A more extensive description is here.
-
Copy and paste: Binscatter's meaningful code consists of consists of just one file. You can copy
binscatter/binscatter.py
into the directory the rest of your code is in. If you are missing dependencies, you may first need to install them. One way of doing that is withpip install -r requirements.txt
. -
Install
binscatter
via pip: To make it easier to usebinscatter
in multiple projects and directories, open a terminal and- git clone https://github.com/esantorella/binscatter.git
- cd binscatter
- pip install .
import binscatter
import pandas as pd
import numpy as np
from matplotlib import pyplot as plt
# Create fake data
n_obs = 1000
data = pd.DataFrame({"experience": np.random.poisson(4, n_obs) + 1})
data["Tenure"] = data["experience"] + np.random.normal(0, 1, n_obs)
data["Wage"] = data["experience"] + data["Tenure"] + np.random.normal(0, 1, n_obs)

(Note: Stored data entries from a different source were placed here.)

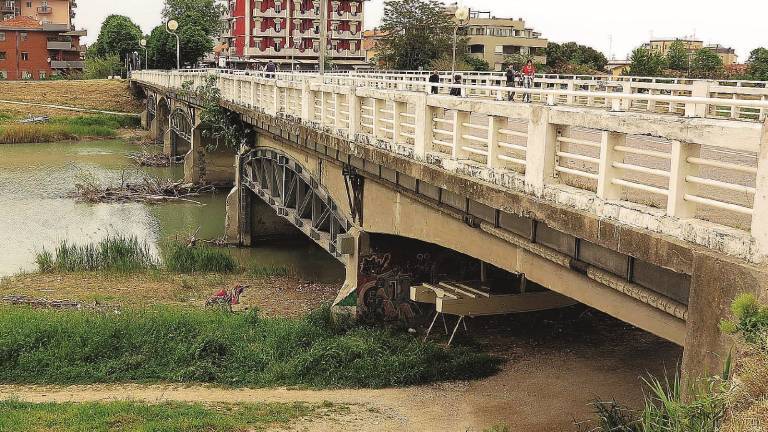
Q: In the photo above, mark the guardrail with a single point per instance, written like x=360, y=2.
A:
x=719, y=176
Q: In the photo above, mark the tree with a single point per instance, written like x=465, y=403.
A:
x=757, y=65
x=199, y=21
x=572, y=56
x=118, y=36
x=477, y=64
x=706, y=64
x=416, y=34
x=644, y=62
x=678, y=56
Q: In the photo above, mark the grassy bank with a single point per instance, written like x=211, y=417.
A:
x=184, y=346
x=166, y=417
x=65, y=128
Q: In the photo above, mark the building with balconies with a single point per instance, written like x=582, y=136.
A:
x=44, y=11
x=287, y=32
x=31, y=50
x=496, y=40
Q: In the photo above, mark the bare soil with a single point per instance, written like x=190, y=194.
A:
x=106, y=95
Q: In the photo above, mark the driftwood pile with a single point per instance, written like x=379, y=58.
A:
x=148, y=191
x=158, y=160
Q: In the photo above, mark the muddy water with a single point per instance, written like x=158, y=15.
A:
x=35, y=212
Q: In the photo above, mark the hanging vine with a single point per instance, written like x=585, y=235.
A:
x=225, y=128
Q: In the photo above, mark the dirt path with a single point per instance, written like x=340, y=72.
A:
x=548, y=381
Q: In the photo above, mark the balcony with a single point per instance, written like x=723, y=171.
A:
x=60, y=64
x=56, y=45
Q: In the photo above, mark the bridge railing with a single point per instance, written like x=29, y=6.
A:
x=718, y=174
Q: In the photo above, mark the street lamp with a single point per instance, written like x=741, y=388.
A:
x=462, y=15
x=171, y=27
x=143, y=44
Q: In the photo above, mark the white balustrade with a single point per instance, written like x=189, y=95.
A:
x=686, y=180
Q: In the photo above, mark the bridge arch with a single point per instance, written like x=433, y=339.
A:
x=181, y=132
x=295, y=195
x=163, y=113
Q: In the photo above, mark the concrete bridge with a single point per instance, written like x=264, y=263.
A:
x=647, y=200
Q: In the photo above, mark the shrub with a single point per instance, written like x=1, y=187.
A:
x=183, y=345
x=114, y=253
x=181, y=258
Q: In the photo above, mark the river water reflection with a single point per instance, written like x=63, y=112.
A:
x=35, y=212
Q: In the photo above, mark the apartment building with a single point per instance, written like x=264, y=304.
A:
x=662, y=46
x=38, y=39
x=30, y=50
x=44, y=11
x=287, y=32
x=495, y=39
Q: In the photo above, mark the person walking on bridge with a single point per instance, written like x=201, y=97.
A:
x=511, y=76
x=435, y=79
x=529, y=72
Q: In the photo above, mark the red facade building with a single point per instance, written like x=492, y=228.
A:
x=288, y=32
x=30, y=50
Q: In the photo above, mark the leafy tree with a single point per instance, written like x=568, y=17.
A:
x=573, y=56
x=118, y=36
x=102, y=67
x=706, y=64
x=477, y=64
x=757, y=65
x=199, y=21
x=644, y=62
x=678, y=56
x=417, y=33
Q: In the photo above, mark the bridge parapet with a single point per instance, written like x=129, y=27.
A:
x=614, y=154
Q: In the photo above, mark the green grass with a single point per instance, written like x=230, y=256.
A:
x=65, y=128
x=135, y=417
x=115, y=253
x=209, y=346
x=180, y=258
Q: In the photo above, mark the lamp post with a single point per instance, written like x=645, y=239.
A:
x=462, y=14
x=143, y=44
x=171, y=27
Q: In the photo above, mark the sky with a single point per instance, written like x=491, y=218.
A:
x=614, y=28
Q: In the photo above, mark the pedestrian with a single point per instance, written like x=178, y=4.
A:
x=529, y=72
x=271, y=69
x=435, y=78
x=456, y=90
x=511, y=76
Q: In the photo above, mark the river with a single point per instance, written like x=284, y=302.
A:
x=35, y=212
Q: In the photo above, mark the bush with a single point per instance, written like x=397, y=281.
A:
x=181, y=258
x=114, y=253
x=181, y=345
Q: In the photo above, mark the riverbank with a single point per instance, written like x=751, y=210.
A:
x=69, y=128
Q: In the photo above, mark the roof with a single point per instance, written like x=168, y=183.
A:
x=21, y=23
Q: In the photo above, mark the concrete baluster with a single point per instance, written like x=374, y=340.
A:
x=606, y=173
x=700, y=89
x=760, y=208
x=678, y=186
x=540, y=156
x=459, y=130
x=424, y=125
x=397, y=120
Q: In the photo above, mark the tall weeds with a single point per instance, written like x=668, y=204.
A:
x=114, y=253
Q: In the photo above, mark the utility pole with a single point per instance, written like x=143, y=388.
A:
x=323, y=34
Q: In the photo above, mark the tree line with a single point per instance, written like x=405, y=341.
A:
x=199, y=23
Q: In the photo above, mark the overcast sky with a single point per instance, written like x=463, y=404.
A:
x=740, y=24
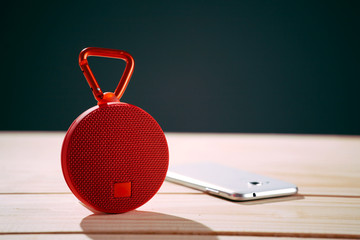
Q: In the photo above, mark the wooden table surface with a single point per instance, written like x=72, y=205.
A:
x=35, y=202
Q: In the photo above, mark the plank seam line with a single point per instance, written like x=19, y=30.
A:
x=218, y=233
x=178, y=193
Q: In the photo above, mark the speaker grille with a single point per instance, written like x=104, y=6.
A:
x=115, y=143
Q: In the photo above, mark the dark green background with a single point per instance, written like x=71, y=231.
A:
x=214, y=66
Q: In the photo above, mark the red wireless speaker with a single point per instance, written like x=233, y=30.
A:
x=114, y=156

fig, axes = plt.subplots(2, sharex=True, sharey=True)
# Binned scatter plot of Wage vs Tenure
axes[0].binscatter(data["Tenure"], data["Wage"])
# Binned scatter plot that partials out the effect of experience
axes[1].binscatter(
data["Tenure"],
data["Wage"],
controls=data["experience"],
recenter_x=True,
recenter_y=True,
)
axes[1].set_xlabel("Tenure (residualized, recentered)")
axes[1].set_ylabel("Wage (residualized, recentered)")
plt.tight_layout()
plt.show()